A little over a year before I went to Rochester, in the Spring of 1987, on a short break from college, I visited my mother in Delhi, NY. Small and insular, the big gossip when I arrived concerned an ex-con who had recently moved to town. They nervously pointed out where he lived and warned everyone.
Not long after I returned to school, my mother called to tell me they drove the ex-con out of town. For my mother and myself, being city folk, the thought of torch-bearing townies driving some guy who paid his debt to society out of town was small town ignorance personified.
Years later, while thumbing through Misbegotten Son, I discovered that the ex-convict driven out of Delhi that Spring of 1987 was none other than Arthur Shawcross himself.
Well, score one for torch-bearing townies.
Reportedly, the Delhi police were aware Shawcross served time for the murder of two children, which led to his being driven out of not only Delhi, but nearby Fleischmanns as well. Learning their lesson, the parole department sent Shawcross to Rochester, this time without notifying the local authorities. Under the radar of the police, and largely forgotten by parole, Shawcross quickly descended into a nightmare of rape, torture, murder, cannibalism, and necrophilia.

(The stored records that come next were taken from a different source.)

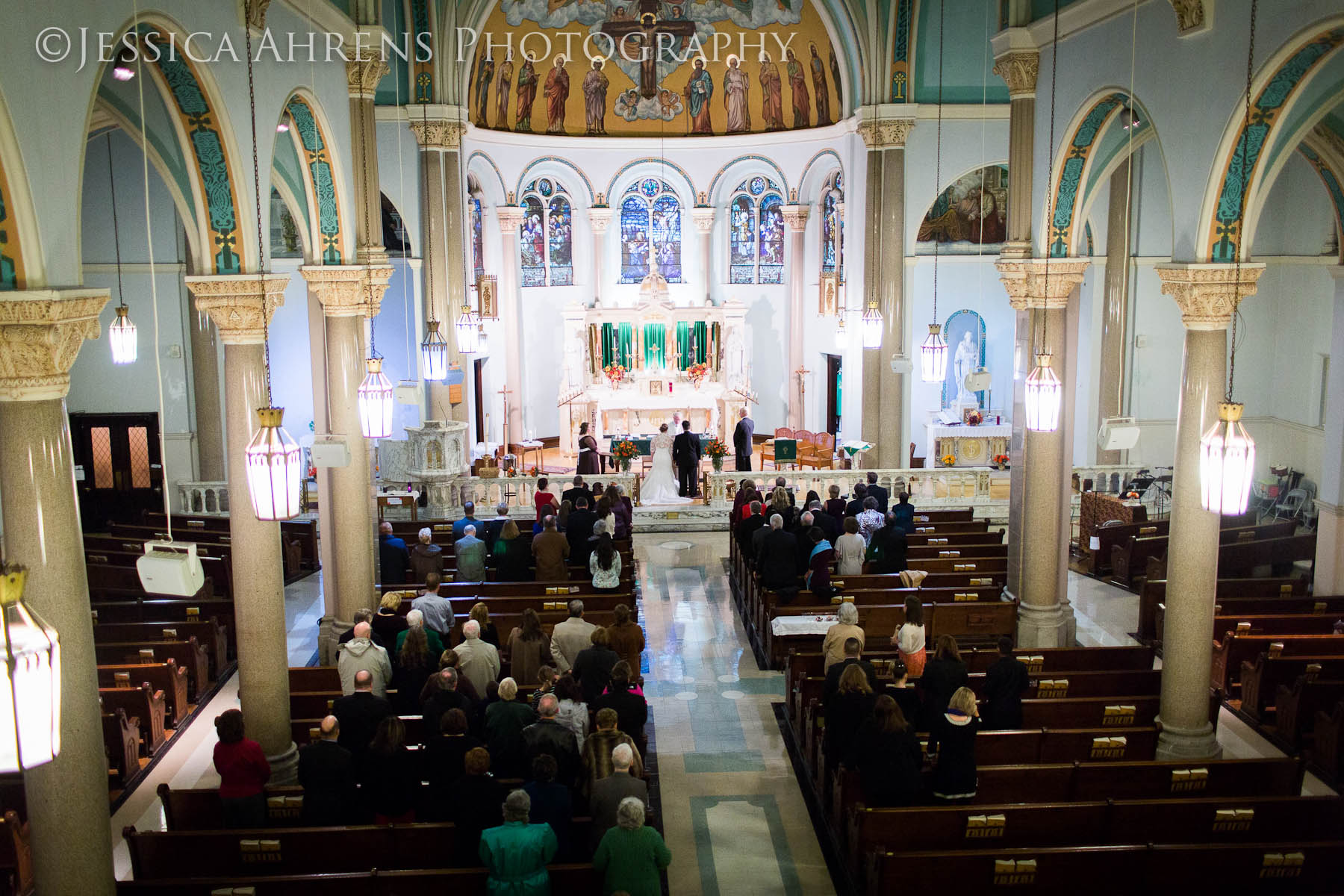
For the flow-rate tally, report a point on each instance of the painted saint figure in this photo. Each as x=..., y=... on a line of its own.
x=594, y=99
x=819, y=82
x=526, y=94
x=735, y=85
x=698, y=92
x=557, y=94
x=772, y=96
x=799, y=85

Shawcross was captured in 1990, tried and convicted, and then sent to the Sullivan Correctional Facility in Fallsburg, New York. On November 10, 2008, after reporting a pain in his leg, Shawcross was transported to the Albany Medical Center, not far from my home, where he died of a heart attack that evening. My birthday, coincidently, is November 11.I didn’t know Shawcross, but in a tangential way somehow my life intersected with his twice. It took me twenty years to piece this story together, and I wonder how many other stories are we unaware of in our lives? How would our lives be different if we knew the truth of all these connections?
The classic 1960 Twilight Zone episode “The Monsters are Due on Maple Street,” where neighbors turn against each other out of paranoia, is a cautionary tale warning us that the greatest threat to our communities, and ourselves individually, lay within us — that we are our own greatest enemy and the only thing we have to fear is fear itself.
Sometimes, however, there are things in the world to fear besides just fear itself. Sometimes, the monsters on Maple Street really are monsters — and sometimes they’re on Alexander Street.